Why do you believe that anti-Semitism is destructive for the Muslim community?

Both Judaism, Islam, and all other faiths teach you that hate primarily corrupts and destroys the bearer before it becomes a threat to the subject of that hate. Hate is a cancer; it eats up your morals and ethics. It rots your soul if it goes unhealed and unchallenged for a very long time. It makes you vulnerable to so many other diseases such as violence and extremism. Hate prevents one from upholding the ideals of one’s faith and enables them to reveal the worst of that tradition, not the best of that tradition. So as someone who LOVES Islam and my Muslim faith I would never want such a calamity to happen to my beautiful tradition. That’s why fighting against anti-Semitism has been increasingly central to my ministry and work.

Some people disavow ISIS by saying that it has nothing to do with Islam. You disagree. Why is that? How can we learn to distinguish between different expressions of Islam?

I disagree because it is untrue, misleading, and unhelpful. As disgusting as ISIS is, as much as it turns your stomach upside down and wants you to vomit, you can’t say ISIS folks are not Muslims and their evil ideology has no connection to Islam. As you cannot also say that KKK or Crusaders have nothing to do with Christianity. No religion itself is enough to become evil and source of destruction. But every religion at some point of history becomes evil when they merge with certain historical, political, tribal, social, economic, and cultural realities. ISIS is such example of perfect storm and cancer caused by many different complex factors, including but not exclusively religion. These ISIS terrorists did not become the monsters that they are only by signing up to an interpretation of Islam, but that perverted religious, scriptural, and traditional element plays a very central role in their motivation from beginning to end. We have to acknowledge that bad religion exists. Bad Islam, bad Christianity, bad Judaism exists. They need to be defeated and healed by good ones.

What makes you optimistic about the state of interfaith and intercultural relations in this country and elsewhere?

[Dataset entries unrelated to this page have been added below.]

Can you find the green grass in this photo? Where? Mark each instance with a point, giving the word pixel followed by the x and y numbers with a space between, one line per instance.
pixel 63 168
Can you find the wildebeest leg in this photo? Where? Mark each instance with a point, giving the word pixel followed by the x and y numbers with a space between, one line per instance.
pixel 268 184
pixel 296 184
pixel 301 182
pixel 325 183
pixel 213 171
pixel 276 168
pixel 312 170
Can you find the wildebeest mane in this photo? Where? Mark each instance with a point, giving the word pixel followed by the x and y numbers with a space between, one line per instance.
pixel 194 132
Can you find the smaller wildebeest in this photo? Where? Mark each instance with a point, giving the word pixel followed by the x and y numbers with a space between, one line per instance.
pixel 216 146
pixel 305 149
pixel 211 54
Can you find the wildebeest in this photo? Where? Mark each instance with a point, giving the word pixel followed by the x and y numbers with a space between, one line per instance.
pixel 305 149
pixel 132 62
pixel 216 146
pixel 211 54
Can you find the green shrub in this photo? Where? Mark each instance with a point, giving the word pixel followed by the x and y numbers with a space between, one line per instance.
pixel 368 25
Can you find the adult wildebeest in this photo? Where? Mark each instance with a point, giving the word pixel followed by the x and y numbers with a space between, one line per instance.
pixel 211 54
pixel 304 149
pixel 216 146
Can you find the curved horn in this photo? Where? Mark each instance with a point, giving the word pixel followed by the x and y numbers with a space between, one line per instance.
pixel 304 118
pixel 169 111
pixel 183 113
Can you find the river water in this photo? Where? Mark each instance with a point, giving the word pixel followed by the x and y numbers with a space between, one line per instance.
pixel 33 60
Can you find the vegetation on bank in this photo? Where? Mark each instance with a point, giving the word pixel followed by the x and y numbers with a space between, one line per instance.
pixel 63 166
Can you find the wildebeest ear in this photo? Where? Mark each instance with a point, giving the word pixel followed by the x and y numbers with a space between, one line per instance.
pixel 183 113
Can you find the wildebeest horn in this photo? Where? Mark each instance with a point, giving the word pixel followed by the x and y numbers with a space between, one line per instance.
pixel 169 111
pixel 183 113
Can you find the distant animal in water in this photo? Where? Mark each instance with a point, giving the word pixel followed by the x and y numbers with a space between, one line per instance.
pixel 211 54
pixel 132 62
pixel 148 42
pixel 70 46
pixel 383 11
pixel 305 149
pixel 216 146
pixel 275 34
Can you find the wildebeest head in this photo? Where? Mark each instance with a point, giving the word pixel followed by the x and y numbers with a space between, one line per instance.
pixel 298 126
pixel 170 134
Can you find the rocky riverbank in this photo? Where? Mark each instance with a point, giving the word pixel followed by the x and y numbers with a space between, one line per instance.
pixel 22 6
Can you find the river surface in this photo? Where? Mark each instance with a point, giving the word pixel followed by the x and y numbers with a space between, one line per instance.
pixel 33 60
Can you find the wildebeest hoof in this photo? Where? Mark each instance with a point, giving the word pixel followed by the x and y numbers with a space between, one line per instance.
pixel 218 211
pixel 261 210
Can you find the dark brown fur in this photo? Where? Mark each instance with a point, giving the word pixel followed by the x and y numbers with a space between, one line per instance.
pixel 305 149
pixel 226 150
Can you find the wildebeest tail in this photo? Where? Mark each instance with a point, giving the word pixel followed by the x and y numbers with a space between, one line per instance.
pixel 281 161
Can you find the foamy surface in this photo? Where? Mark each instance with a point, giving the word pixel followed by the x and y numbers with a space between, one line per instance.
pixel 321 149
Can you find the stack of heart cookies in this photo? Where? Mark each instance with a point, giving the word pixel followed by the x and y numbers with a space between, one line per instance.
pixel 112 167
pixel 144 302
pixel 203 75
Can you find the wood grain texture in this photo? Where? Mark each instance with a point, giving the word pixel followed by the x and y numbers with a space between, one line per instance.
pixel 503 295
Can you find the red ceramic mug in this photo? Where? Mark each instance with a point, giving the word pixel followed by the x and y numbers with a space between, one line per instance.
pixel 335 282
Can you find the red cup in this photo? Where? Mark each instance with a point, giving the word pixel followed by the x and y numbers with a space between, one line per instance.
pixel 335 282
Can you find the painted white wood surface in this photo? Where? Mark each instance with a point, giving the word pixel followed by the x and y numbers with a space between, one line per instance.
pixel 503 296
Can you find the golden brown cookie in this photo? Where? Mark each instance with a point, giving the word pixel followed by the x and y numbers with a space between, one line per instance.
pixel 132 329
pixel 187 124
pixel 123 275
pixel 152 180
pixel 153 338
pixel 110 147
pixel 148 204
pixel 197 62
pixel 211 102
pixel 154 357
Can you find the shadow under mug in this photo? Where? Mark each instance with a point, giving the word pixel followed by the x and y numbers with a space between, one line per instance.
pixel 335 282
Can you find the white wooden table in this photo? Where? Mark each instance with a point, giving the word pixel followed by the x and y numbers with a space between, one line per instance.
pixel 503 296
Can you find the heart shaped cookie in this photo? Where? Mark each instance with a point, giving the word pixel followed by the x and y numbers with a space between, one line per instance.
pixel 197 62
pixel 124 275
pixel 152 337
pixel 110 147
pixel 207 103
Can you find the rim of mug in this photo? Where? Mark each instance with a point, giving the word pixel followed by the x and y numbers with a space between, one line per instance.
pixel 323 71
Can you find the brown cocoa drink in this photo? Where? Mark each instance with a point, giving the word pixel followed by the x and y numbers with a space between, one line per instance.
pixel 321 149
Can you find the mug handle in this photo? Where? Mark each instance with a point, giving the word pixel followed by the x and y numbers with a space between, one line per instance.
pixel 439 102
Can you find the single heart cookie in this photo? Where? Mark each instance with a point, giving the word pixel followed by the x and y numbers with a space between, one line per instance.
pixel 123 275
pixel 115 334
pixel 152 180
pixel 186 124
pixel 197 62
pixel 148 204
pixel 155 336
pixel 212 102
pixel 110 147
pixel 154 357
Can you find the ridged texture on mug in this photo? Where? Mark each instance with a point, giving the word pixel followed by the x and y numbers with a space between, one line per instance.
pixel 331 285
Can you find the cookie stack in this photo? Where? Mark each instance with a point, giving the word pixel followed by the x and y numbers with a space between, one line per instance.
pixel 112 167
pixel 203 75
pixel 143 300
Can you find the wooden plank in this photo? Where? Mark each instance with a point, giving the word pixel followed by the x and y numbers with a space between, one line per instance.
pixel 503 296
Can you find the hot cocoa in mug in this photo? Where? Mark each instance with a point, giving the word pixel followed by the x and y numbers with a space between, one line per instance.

Pessimism and despair are the worst enemies of humanity. I don’t know how any person of faith or student of human history can be caged in the destructive hands of despair. In any given situation one might feel they are hitting to brick walls, they may see no light at the end of the tunnel, but we have seen in our global human history the God and history work in mysterious and often miraculous ways. If and when enough number of good people of all faith work hard things get better. History doesn’t always go in one direction, neither always up nor always down.

For example, look at Jewish-Christian relations in last 100 years. Anti-Semitism did not disappear totally, but look how far we have come. In one person’s life time we moved from the despicable, shameful, and evil Holocaust to Jews becoming a beloved minority in the West. I pray the souls of those innocent Jews who perished in Europe in such evil ways dance in joy in their heavenly mansion as they look at our current status. Because none of them would even dream to see such peaceful and harmonious co-existence.

But I don’t build my hope over an invisible hands of history and God. As my example of Christian-Jewish reconciliation shows, it was not the passing of the time that brought the healing. It was the innate good of humanity, finally coming back to its senses and so many good people working as hard as they can to achieve it. All one can do is to recognize his or her own responsibility in these noble efforts and try his or her best to fulfill that responsibility as best as they can. That is what I am trying to do and model on my part.

The views and opinions of the author are his own and do not necessarily reflect those of the Aspen Institute.